Nelson applies this insight to luck egalitarianism. Luck egalitarianism treats the distribution of assets, resources, and benefits as a “cosmic lottery.” However, while egalitarianism assumes that equality is the first virtue, even egalitarians must acknowledge that some differences enrich everyone. For example, having one supergenius among the population is better than having a population of average dull people. So, luck egalitarians find themselves in the same position as anti-theists, namely, they cannot show that the current distribution of wealth, resources, assets are unjust because, for all they know, the current distribution might be the only just distribution.

Nelson's arguments reach further than I can essay here, but this is an amazing book. Nelson has exposed the seams of modern totalitarian liberals and deconstructed them. Nelson deserves kudos for bravery in this censorious period in intellectual history.

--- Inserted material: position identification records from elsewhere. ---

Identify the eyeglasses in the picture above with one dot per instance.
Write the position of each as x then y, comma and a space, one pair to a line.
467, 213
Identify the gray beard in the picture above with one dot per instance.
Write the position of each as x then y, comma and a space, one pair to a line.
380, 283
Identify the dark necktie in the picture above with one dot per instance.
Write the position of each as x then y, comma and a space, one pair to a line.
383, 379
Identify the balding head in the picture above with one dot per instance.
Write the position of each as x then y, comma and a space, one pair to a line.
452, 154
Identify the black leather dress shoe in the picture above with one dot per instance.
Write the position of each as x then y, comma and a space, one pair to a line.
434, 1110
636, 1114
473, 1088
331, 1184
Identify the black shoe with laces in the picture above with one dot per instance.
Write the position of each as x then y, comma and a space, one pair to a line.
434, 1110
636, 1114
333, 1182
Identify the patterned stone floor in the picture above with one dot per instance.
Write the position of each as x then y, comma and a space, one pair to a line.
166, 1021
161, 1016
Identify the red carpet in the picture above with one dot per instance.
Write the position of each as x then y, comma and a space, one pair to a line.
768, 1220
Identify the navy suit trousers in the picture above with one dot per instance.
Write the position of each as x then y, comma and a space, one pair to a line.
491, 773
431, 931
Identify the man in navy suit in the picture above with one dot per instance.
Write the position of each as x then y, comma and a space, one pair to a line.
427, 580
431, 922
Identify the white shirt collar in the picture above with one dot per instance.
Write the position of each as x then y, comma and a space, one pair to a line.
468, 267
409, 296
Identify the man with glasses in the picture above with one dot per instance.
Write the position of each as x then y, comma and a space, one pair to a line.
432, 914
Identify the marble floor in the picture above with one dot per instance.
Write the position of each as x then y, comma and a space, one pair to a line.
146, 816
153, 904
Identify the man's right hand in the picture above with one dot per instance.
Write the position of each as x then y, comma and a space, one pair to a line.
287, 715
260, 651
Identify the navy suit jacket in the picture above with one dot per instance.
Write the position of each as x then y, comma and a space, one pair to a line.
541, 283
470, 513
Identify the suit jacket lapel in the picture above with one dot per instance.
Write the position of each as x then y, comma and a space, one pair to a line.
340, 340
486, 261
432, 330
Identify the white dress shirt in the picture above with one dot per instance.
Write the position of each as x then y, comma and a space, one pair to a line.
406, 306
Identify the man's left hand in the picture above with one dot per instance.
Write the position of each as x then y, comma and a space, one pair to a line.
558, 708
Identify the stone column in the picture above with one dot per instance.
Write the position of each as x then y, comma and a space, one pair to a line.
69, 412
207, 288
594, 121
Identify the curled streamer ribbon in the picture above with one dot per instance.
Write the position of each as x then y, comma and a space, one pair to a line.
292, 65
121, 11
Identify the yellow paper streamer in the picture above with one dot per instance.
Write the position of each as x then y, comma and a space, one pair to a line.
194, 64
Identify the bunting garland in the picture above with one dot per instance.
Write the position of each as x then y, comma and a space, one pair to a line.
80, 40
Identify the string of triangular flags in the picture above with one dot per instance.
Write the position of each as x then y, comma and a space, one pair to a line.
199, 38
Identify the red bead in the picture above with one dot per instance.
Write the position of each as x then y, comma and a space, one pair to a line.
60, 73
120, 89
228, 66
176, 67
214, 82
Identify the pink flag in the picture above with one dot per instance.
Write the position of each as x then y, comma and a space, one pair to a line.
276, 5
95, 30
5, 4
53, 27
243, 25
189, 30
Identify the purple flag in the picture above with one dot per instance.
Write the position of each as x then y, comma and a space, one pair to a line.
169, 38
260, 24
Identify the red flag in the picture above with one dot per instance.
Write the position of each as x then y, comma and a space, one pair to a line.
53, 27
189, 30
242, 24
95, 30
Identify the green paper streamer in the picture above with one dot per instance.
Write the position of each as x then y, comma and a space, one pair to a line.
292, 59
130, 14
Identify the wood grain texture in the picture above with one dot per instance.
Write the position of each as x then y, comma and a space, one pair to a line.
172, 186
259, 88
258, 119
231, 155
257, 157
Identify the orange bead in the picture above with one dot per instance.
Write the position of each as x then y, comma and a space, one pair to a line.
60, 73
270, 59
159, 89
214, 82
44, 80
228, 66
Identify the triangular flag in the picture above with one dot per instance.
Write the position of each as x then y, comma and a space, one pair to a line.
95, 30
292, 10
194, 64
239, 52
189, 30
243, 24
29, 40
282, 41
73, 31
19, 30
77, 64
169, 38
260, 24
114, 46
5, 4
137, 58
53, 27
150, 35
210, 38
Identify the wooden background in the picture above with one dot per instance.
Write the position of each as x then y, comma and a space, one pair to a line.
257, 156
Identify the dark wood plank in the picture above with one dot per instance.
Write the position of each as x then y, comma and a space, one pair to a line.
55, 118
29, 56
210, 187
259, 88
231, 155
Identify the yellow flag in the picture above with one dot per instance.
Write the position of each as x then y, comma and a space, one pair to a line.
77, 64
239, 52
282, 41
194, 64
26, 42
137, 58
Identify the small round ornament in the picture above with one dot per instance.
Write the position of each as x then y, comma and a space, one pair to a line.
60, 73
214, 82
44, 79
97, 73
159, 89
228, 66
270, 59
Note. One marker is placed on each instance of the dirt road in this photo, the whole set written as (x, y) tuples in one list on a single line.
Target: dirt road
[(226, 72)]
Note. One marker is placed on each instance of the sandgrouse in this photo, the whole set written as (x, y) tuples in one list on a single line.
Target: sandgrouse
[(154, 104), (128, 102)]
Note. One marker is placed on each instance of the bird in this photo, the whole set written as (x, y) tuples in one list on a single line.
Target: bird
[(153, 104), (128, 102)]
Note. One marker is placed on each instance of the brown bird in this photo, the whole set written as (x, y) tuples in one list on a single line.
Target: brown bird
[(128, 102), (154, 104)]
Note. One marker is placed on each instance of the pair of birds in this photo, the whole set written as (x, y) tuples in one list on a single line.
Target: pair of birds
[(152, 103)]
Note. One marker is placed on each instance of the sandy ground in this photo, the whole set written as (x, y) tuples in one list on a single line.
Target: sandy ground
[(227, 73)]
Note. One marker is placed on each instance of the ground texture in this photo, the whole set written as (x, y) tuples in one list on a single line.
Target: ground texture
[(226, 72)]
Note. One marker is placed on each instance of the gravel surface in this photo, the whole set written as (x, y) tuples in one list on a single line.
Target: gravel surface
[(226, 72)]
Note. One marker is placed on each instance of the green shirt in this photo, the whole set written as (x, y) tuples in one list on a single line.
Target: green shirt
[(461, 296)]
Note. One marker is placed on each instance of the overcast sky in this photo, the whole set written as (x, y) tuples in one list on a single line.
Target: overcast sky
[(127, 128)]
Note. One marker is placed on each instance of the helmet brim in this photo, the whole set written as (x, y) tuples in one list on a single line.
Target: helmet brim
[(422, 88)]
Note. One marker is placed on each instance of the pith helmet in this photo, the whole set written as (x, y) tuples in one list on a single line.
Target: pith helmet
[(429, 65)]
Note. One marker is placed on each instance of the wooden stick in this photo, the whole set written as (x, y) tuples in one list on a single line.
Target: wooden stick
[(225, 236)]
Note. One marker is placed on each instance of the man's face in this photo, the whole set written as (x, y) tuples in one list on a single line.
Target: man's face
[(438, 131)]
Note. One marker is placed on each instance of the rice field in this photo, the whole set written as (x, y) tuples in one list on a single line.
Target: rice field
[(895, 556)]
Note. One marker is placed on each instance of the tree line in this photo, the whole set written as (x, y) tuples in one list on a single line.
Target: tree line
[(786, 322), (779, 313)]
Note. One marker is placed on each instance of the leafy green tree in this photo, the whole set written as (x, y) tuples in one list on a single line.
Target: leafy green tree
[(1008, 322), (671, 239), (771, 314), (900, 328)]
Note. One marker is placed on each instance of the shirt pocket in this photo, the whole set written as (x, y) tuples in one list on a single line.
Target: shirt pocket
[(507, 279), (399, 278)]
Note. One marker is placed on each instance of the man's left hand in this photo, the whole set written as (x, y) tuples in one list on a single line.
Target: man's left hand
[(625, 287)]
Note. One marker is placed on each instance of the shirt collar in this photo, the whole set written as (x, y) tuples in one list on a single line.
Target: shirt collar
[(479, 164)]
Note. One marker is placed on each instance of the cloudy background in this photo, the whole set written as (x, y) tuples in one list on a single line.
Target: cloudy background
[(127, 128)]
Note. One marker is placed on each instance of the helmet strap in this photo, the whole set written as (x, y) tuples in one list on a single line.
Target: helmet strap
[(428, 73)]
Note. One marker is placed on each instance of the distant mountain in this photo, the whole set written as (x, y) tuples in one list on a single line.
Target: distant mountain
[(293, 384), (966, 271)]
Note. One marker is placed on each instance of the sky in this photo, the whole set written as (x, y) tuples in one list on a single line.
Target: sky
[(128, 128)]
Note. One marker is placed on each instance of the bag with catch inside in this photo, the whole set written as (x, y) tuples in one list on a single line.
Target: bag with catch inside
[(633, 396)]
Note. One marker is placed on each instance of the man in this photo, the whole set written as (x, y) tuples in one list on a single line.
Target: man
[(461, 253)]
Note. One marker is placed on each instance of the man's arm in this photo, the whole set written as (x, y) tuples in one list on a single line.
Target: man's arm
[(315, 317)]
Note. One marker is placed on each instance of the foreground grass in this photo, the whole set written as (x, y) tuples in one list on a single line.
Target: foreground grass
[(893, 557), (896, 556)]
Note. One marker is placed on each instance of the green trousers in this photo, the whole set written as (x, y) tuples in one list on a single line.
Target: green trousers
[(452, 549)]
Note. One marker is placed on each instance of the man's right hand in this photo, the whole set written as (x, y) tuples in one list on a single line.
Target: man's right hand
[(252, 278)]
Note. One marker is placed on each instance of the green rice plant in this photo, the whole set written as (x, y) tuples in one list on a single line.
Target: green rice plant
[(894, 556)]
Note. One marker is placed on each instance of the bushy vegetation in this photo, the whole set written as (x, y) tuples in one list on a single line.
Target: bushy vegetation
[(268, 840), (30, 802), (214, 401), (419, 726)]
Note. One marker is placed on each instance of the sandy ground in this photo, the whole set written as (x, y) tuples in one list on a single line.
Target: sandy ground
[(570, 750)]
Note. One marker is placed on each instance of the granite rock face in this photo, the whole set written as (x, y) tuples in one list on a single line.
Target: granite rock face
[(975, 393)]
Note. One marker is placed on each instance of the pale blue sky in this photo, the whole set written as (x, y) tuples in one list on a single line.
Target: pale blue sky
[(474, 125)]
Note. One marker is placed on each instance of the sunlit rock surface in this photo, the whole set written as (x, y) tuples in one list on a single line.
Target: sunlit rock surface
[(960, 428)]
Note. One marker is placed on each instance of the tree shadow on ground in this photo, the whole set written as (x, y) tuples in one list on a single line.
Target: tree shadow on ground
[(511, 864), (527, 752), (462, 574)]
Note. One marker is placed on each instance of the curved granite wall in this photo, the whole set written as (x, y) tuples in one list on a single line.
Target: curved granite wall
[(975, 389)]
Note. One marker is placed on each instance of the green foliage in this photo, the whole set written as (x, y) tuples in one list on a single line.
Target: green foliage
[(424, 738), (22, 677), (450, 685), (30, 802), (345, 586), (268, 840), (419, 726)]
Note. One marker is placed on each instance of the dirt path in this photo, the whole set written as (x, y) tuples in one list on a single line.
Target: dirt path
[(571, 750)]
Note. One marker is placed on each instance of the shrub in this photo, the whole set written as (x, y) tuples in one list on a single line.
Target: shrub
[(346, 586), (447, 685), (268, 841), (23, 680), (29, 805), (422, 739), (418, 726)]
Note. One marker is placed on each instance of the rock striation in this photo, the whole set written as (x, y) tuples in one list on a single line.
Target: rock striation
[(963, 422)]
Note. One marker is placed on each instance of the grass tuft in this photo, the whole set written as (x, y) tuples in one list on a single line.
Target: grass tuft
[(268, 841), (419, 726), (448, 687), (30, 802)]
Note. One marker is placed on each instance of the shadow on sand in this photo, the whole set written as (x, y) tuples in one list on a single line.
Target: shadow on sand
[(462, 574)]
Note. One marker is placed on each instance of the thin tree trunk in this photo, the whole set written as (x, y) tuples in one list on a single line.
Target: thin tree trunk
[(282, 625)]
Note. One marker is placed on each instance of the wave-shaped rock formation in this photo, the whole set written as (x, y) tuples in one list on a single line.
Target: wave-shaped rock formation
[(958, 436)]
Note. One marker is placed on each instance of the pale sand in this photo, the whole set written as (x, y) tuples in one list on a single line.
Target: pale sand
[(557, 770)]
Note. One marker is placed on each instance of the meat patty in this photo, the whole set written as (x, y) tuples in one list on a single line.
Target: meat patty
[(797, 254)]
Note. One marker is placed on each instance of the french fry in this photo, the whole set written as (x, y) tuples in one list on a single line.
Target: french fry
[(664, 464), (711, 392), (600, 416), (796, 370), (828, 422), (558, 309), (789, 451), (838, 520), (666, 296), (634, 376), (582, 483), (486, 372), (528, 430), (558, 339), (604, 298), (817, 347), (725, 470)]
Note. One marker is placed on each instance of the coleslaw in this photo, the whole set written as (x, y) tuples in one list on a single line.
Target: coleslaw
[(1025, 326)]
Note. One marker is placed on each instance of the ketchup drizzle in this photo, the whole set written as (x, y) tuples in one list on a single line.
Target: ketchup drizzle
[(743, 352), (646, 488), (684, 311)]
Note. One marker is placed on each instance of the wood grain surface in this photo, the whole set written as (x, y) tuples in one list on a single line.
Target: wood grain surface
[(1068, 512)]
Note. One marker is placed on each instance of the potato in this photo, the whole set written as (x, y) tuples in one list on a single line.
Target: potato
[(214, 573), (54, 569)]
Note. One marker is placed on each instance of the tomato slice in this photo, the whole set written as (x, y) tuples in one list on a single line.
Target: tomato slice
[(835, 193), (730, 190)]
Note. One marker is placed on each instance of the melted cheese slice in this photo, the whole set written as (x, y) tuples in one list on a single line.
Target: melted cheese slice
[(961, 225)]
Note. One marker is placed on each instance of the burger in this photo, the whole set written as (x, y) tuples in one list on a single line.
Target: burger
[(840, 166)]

Nelson goes on to undermine the modern fascination with restitution for various historical crimes. As a philosophical proposition, Nelson notes that there is no end to historical injustice. One might argue from this that picking one group as the beneficiary of restitution for past injustice is itself “morally arbitrary.” But further, given the dynamics of history and society, there is no neat way of identifying the oppressors from the oppressed. Intermarriage and social mobility quickly moot any such distinction.

This is a fascinating book. It is something of a work of stealthiness. Nelson never comes out and reveals that he is engaged in a subversive attack on the dominant philosophy of modern political science and philosophy departments. It is also incredibly important at this time.